Llevo unos días enganchadísimo a una página web que se llama LibraryThing, así como suena, es decir en inglés y sin espacio entre ambos términos, que no sé por qué en Internet escriben las cosas de forma tan rara. No me refiero al inglés, que conste, sino a lo otro, a lo de la falta de separación. También es una cosa rara que esté yo enganchado a algo que no sea comer chocolate o dormir la siesta en el sofá pero, mira, las cosas son así. Todo porque mi amiga Manuela me mandó un mensaje diciéndome “Mira esta página que te gustará”. Ella es que sabe mucho de libros y de Internet: es muy lista y ahora que ya tenemos una edad le ha dado por sacar la empollona que llevaba dentro. De joven era más viva la virgen y se daba sus buenas fiestas y alegrías, y ahora se las sigue dando pero sabiendo encarnar cierta insólita combinación de bibliotecaria y punky que creo yo que debe de ser -otra- en su gremio cosa rara. Las bibliotecarias visten de negro y son tristes y viejas secas en las historietas de Mortadelo y Filemón, y recuerdo bien que en ¡Qué bello es vivir! -cuánto me gusta esa película- la desgracia que le pasa a Mary, la esposa del bueno de Georges Bailey, es que de no haber nacido su esposo se hubiera quedado en bibliotecaria. Triste y seca, claro, y con gafas. Así que no podía uno evitar la idea de que éste de las bibliotecarias debía de ser un gremio tremendamente aburrido, pero ahora, vistas las peripecias de Manuela y los viajes de Jesús -ya os hablaré de esto- no hago más que estar atento a la cartelera para ver cuándo hace Spielberg una película de bibliotecarios. Quizá pasada la moda de los superhéroes de cómic llegue la trilogía que cambie para siempre su imagen, lo mismo que Indiana Jones la de los pobres y esforzados arqueólogos en paro. A saber.
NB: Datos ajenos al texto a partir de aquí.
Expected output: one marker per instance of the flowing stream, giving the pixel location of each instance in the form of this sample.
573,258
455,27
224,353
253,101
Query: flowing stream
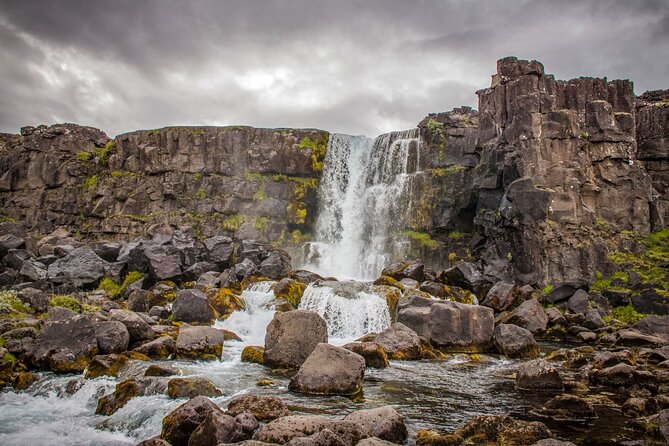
60,409
364,197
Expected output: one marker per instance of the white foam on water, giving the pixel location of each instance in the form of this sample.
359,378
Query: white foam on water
350,316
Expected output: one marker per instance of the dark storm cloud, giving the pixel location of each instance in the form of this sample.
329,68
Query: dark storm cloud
350,66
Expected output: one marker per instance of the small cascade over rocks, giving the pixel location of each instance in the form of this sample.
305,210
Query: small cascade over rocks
351,309
364,196
251,323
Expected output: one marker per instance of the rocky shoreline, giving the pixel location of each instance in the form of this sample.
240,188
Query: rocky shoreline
97,310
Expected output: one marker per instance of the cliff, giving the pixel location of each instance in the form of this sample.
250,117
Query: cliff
244,182
540,185
555,176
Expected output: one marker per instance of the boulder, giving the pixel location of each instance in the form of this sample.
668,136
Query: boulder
276,265
579,302
106,365
263,408
160,348
501,296
112,337
382,422
465,275
567,407
515,342
138,329
322,438
190,387
449,326
125,391
399,342
538,374
199,343
292,336
179,424
529,315
220,250
375,356
192,306
66,346
408,270
330,370
217,428
82,267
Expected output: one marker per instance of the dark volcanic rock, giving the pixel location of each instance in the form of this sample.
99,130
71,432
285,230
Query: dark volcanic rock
292,336
330,370
449,326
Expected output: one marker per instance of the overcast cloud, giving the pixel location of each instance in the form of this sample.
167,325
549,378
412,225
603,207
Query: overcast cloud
359,67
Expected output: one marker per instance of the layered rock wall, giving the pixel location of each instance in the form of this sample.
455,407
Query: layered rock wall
240,181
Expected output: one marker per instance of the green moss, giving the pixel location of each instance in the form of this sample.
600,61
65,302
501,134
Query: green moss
443,171
123,173
233,222
318,147
649,262
11,305
65,301
422,238
90,182
260,194
83,156
627,314
261,223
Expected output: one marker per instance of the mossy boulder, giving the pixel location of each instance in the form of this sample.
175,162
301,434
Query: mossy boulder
254,354
291,290
179,424
224,301
374,354
106,365
191,387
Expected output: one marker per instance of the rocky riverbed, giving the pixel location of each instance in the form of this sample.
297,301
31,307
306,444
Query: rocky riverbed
177,340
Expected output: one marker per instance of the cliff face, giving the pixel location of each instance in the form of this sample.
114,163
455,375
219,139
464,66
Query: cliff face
553,178
539,185
241,181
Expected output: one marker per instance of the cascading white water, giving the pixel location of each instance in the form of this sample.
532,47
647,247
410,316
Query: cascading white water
349,310
363,203
251,323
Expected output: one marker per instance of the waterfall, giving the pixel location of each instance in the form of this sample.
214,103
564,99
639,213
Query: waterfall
250,323
350,309
364,202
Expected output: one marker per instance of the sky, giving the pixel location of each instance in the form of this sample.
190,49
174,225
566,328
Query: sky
357,67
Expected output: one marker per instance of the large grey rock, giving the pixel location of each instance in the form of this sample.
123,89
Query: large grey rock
66,346
330,370
81,267
179,424
192,306
399,342
137,327
263,408
449,326
515,342
500,296
200,342
529,315
112,336
382,422
538,374
292,336
217,428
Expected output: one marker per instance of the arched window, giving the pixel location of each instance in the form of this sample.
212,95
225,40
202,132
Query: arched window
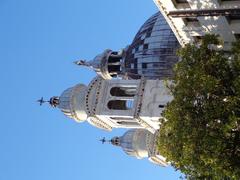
123,91
120,104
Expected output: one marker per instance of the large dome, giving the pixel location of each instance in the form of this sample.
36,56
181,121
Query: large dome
152,53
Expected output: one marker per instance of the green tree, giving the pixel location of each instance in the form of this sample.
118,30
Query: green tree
201,134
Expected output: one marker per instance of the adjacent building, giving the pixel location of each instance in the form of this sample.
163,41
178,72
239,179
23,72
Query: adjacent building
192,19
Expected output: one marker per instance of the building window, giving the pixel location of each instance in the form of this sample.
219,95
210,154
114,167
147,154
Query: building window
237,36
120,104
123,91
181,1
128,123
197,38
191,20
144,65
145,46
178,3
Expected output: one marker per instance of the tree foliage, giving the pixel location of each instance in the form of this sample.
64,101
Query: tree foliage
201,136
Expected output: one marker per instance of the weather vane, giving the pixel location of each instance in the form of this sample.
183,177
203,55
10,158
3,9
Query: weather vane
41,101
103,140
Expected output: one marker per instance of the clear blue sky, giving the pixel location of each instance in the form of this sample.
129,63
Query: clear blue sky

A lo que iba era que Manuela me dijo aquello del Library… y ahora me encuentro enganchadísimo. Escuchad, escuchad atentamente mi triste historia y aprended de ella. Lo primero fue pensar que era ésa, como mucho, una bonita manera de perder el tiempo, y lo segundo estar ya introduciendo datos. Lo tercero, darme cuenta de que, como no vivo en mi casa, no tenía a mano mi propia biblioteca ni, por tanto, libros que añadir. Lo cuarto, ponerme a leer los libros que encontraba por aquí sólo para poder ponerlos en la lista. Llegué, en mi delirio, a viajar a casa sólo para copiar en un papel los ISBN de los libros de mi propiedad. Y así, poco a poco -imperceptiblemente como podéis ver- fui cayendo en el abismo. Cuando los amigos me amonestaban les decía yo “no, yo puedo controlarlo”, y también “puedo dejarlo cuando quiera”. Y así hubiera podido ser de no haber descubierto un día las bibliotecas de los otros socios. Y, Dios mío, qué títulos vi y qué autores encontré. Un fatídico ser nacido en la pantalla vino a sentarse a mi lado, me guiñó un ojo y, señalándola, me dijo “¿No te gustaría tener una lista como estas? ¿No te gustaría ser un dios de la lectura?”. Y añadió el maldito: “¿Eh?”. Entonces fue -avisaos- cuando empecé a mentir. Empecé a buscar títulos y autores que nunca he leído ni pienso leer para añadirlos a mi lista ficticia y mentirosa. Fausto, La divina comedia, Don Quijote; Shakespeare, Milton, Ana Rosa Quintana: todos ellos brillan como diamantes en mi lista pero, ¡ay!, falsos como duros de seis pesetas si os acercáis a comprobarlos. He tocado fondo, sí, y vivo en el engaño. Ya me obsesiona tanto mi lista que he vendido lo que poseía para pagar la conexión ADSL e, hipnotizado por la luz de la pantalla, paso las horas ampliando mi ficción o -en su defecto- enganchado a Hospital Central y a Mira quien baila. Luzco mi página de LibraryThing como el hidalgo lucía en su barba las migas de un pan que no podía permitirse porque yo -igual que él no había comido- en realidad, ya no tengo en mi casa más libro que la guía de teléfonos de la provincia de Alicante.

Esta es mi triste historia, pues. Estad atentos al exemplum y aprended lo que podría pasaros de atender las sugerencias de una bibliotecaria desalmada.